Der Preisunterschied von 200 € entspricht ziemlich genau dem, was eine ordentliche Kinder-Luftfedergabel kostet. Hier wird nicht versteckt aufgeschlagen.

V4 konfigurieren

V5 (24 Zoll) – Federgabel serienmäßig

Ab 24 Zoll ist die RST-Luftfedergabel (100 mm) beim V5 serienmäßig an Bord. In dieser Größe fahren Kinder, die bereits sicher im Gelände unterwegs sind und das Mehrgewicht kompensieren können. Lockout und einstellbare Dämpfung sind auch hier dabei.

Wer mehr will: Das V5 Fully (ab 1.999 €) bietet Vollfederung für Kinder, die ernsthaft Trails und Bikepark fahren. Drei Bremsoptionen (Magura MT Sport, Shimano Deore MT 501, Magura MT Trail) lassen sich im Konfigurator wählen.

V5 konfigurieren | V5 Fully konfigurieren

Übersicht: Federgabel bei Sqeeder

Modell Laufradgröße Federgabel Federweg Preis ab
V3 16 Zoll Nein (Starrgabel) 599 €
V4 Starrgabel 20 Zoll Nein (Starrgabel) 999 €
V4 RST 20 Zoll RST Luftfedergabel 80 mm 1.199 €
V5 24 Zoll RST Luftfedergabel (Serie) 100 mm 1.399 €
V5 Fully 24 Zoll RST Luftfedergabel + Hinterbau 100 mm 1.999 €

Was heißt das konkret für dich?

Dein Kind ist unter 5, wiegt unter 20 kg und fährt hauptsächlich auf Wegen? Spar dir die Federgabel. Nimm ein leichtes Rad mit breiten Reifen und lass dein Kind fahren lernen.

Dein Kind ist zwischen 5 und 8, fährt sicher und will in den Wald? Dann lohnt sich eine Luftfedergabel – aber nur eine, die sich auf Kindergewicht einstellen lässt. Stahlfeder kannst du vergessen.

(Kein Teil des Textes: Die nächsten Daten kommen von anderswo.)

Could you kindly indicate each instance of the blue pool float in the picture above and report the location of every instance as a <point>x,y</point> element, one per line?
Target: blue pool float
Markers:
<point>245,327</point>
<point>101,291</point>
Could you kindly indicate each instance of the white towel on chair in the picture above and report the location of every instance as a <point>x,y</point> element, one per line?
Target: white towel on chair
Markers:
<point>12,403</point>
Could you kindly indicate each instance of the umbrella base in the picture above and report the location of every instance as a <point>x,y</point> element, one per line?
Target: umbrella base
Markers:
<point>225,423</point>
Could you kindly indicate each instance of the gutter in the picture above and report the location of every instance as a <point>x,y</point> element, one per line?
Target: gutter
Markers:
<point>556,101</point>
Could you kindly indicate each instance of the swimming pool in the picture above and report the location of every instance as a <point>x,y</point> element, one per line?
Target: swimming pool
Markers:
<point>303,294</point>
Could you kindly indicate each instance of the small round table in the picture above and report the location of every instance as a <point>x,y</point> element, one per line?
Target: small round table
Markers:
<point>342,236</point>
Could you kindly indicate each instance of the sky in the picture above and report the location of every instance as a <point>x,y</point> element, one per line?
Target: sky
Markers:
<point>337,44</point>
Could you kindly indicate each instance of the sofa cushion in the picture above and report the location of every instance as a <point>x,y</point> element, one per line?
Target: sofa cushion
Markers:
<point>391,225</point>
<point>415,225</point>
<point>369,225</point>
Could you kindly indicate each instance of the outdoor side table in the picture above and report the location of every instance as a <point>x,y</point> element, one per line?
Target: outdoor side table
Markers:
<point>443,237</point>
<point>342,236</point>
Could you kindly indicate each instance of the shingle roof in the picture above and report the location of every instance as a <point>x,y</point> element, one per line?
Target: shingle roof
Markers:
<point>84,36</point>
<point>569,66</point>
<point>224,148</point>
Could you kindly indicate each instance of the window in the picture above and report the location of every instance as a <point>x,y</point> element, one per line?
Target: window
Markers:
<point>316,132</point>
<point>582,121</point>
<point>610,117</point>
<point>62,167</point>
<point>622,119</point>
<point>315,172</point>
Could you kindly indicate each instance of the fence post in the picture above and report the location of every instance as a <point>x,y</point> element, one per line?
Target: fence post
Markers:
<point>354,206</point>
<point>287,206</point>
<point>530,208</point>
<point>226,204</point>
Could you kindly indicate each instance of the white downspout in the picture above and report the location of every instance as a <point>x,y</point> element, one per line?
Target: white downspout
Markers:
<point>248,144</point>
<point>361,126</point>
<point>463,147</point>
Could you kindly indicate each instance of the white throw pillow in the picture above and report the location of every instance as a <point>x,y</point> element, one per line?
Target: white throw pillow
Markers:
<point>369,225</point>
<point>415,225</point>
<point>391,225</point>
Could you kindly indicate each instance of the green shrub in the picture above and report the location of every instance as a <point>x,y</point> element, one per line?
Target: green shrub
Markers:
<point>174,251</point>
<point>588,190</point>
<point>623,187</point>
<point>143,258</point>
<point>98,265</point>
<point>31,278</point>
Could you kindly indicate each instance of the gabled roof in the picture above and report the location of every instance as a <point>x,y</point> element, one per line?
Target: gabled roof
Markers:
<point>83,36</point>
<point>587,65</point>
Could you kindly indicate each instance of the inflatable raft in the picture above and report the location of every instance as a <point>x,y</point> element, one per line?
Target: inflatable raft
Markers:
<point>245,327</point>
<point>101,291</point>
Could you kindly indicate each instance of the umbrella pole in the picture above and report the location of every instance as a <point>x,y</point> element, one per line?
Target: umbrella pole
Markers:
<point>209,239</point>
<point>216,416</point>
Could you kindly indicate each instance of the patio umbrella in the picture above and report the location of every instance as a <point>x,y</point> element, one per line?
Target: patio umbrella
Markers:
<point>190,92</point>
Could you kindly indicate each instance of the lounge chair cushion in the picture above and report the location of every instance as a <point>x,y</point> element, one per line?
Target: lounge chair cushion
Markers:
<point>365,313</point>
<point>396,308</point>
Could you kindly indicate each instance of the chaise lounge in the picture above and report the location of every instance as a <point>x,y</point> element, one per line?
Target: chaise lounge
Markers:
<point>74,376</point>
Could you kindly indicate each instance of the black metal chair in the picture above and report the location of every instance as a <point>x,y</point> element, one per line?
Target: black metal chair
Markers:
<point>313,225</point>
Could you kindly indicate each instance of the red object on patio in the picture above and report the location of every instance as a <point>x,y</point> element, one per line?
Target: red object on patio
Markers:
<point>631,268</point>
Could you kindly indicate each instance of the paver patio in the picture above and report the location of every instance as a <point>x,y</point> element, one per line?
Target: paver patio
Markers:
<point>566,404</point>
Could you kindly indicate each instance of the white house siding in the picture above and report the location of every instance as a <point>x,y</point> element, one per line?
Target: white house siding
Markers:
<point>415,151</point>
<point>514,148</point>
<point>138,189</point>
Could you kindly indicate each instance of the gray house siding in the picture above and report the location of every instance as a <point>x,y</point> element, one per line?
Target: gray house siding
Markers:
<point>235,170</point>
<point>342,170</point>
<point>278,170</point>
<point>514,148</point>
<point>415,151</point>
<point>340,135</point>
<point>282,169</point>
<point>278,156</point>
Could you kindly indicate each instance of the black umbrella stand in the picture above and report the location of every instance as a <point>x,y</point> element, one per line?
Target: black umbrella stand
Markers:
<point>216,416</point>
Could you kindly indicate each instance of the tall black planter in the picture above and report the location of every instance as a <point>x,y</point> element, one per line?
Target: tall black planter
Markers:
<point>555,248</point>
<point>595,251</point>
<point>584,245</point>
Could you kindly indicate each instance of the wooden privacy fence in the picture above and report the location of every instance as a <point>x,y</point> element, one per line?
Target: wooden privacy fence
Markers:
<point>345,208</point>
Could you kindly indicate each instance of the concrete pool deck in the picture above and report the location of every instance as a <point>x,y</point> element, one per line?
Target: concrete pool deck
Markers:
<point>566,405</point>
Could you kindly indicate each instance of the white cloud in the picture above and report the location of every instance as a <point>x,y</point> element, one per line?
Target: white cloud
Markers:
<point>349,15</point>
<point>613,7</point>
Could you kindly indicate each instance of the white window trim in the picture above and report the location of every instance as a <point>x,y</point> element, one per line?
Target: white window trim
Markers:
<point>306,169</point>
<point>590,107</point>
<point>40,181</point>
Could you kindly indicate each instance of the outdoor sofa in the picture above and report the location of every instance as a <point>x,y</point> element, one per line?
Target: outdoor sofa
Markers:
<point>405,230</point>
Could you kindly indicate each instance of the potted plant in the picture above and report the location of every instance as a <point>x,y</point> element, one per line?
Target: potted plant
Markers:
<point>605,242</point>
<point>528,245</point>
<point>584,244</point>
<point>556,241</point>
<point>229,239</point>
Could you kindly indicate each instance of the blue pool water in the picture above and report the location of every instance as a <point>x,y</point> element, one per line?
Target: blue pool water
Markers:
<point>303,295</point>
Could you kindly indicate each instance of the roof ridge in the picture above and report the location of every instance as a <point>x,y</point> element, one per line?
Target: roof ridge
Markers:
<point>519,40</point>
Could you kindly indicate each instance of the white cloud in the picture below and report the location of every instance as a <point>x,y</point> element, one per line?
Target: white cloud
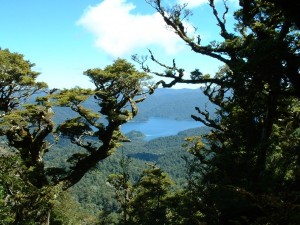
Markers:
<point>193,3</point>
<point>119,32</point>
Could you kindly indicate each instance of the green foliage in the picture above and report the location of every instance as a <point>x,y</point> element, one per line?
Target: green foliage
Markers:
<point>21,202</point>
<point>149,201</point>
<point>18,80</point>
<point>250,160</point>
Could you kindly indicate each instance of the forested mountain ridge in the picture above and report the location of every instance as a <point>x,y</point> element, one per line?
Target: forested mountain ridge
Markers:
<point>161,104</point>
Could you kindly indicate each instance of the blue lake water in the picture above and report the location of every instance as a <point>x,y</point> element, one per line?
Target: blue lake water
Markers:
<point>159,127</point>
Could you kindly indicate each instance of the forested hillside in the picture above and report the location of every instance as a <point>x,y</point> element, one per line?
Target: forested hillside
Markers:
<point>64,159</point>
<point>160,104</point>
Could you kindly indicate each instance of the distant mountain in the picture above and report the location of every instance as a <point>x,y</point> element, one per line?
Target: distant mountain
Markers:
<point>176,104</point>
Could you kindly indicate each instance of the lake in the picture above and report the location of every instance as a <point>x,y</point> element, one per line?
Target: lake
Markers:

Dein Kind ist 8+ und fährt aktiv Trails? Federgabel ist Pflicht. Und wenn es Richtung Bikepark geht, denk über ein Fully nach.


Michael fährt selbst MTB – mit Federgabel, versteht sich. Bei seinem Sohn hat er trotzdem dreimal überlegt. Am Ende wurde es das V4 mit RST-Luftfedergabel. Nicht weil der Kleine es „braucht", sondern weil der Waldtrail hinterm Haus mit Federung einfach mehr Spaß macht. Und mehr Spaß heißt: öfter fahren.